Structured Output from LLMs: Grammars, Regex, and State Machines

* 0:00 Introduction: LLMs can transform natural language into structured formats like JSON for various applications, but challenges arise in ensuring consistent formatting and avoiding extraneous information.
* 1:06 OpenAI API Example:  OpenAI's API supports structured output generation using Pydantic and Zod schemas for type validation, increasing format consistency. However, current support is limited to basic features, excluding regex and custom validators.
* 3:02 Outlines Library Example: The open-source Outlines library enables structured output with any LLM, converting schemas to regex for matching. It also allows for direct regex-based output generation.

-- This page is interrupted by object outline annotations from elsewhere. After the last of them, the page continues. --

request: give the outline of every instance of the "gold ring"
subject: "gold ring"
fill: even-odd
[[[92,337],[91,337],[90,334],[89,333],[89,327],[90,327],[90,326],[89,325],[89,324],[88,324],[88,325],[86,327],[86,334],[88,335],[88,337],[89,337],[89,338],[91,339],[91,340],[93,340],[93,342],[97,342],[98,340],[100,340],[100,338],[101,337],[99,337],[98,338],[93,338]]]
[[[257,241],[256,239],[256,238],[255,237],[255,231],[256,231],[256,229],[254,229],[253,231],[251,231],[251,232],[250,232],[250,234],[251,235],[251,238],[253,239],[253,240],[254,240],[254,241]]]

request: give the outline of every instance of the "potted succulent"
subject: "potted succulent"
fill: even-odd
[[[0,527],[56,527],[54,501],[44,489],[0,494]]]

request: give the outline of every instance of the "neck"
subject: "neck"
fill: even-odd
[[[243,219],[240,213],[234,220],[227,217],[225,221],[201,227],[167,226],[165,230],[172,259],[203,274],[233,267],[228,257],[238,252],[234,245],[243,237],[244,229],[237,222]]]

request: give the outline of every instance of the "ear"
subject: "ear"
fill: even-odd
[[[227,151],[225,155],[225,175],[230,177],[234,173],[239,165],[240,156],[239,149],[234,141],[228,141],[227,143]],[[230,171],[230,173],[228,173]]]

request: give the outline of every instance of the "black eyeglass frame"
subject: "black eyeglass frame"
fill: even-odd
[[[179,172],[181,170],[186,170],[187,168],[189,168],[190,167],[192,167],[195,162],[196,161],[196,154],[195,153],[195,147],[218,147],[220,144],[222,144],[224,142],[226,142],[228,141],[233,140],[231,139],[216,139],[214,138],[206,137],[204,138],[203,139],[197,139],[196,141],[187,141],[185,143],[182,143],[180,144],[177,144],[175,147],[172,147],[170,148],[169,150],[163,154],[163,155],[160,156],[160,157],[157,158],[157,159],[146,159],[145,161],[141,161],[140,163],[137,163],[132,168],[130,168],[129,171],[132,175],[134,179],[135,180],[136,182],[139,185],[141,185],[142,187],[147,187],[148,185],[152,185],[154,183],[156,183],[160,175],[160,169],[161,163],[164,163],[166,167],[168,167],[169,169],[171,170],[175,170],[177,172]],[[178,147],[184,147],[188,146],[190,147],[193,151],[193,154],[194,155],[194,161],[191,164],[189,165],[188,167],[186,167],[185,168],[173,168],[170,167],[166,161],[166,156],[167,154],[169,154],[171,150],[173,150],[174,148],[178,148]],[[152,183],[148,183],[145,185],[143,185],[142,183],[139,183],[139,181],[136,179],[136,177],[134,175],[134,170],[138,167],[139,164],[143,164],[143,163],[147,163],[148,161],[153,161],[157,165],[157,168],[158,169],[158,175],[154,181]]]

* 4:57 Finite State Machines and Regex:  Regular expressions are linked to finite state machines (FSMs), which are used to validate output against defined patterns. Each regex has a corresponding FSM.
* 5:58 Regex Matching with LLMs:  LLMs can generate regex-compliant outputs by tracking the current state in the FSM during token generation, filtering invalid tokens, and sampling from valid ones. Pre-computing valid tokens for each state enhances efficiency.

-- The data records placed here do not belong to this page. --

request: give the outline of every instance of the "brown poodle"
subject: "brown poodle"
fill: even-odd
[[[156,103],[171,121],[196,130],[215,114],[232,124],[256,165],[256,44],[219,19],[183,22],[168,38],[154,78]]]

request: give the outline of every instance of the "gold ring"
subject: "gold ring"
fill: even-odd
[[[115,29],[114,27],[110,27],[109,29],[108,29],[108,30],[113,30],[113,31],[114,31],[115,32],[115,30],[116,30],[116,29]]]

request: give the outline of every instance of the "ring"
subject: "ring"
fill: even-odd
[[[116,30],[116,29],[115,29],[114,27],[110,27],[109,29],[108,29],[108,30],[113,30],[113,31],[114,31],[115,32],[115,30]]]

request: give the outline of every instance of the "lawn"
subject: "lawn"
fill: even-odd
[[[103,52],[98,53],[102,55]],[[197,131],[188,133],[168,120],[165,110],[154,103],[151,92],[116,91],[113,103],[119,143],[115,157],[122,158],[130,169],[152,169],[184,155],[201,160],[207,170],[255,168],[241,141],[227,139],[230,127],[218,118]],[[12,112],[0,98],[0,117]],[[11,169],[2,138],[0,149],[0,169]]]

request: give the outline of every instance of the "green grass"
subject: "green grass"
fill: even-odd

* 8:41 Context-Free Grammars:  For complex nested structures, context-free grammars (CFGs) and pushdown automata (PDA) are necessary, offering greater expressiveness than regular languages.
* 9:40 Incremental Parsing of CFGs:  Incremental parsing checks the validity of generated prefixes against the CFG at each step, but it's computationally expensive due to per-token checks.
* 11:22 Pushdown Automata: PDAs provide a faster approach to CFG-based generation, similar to FSMs but with a stack for tracking nested structures. This allows pre-computation of valid tokens for state-stack combinations.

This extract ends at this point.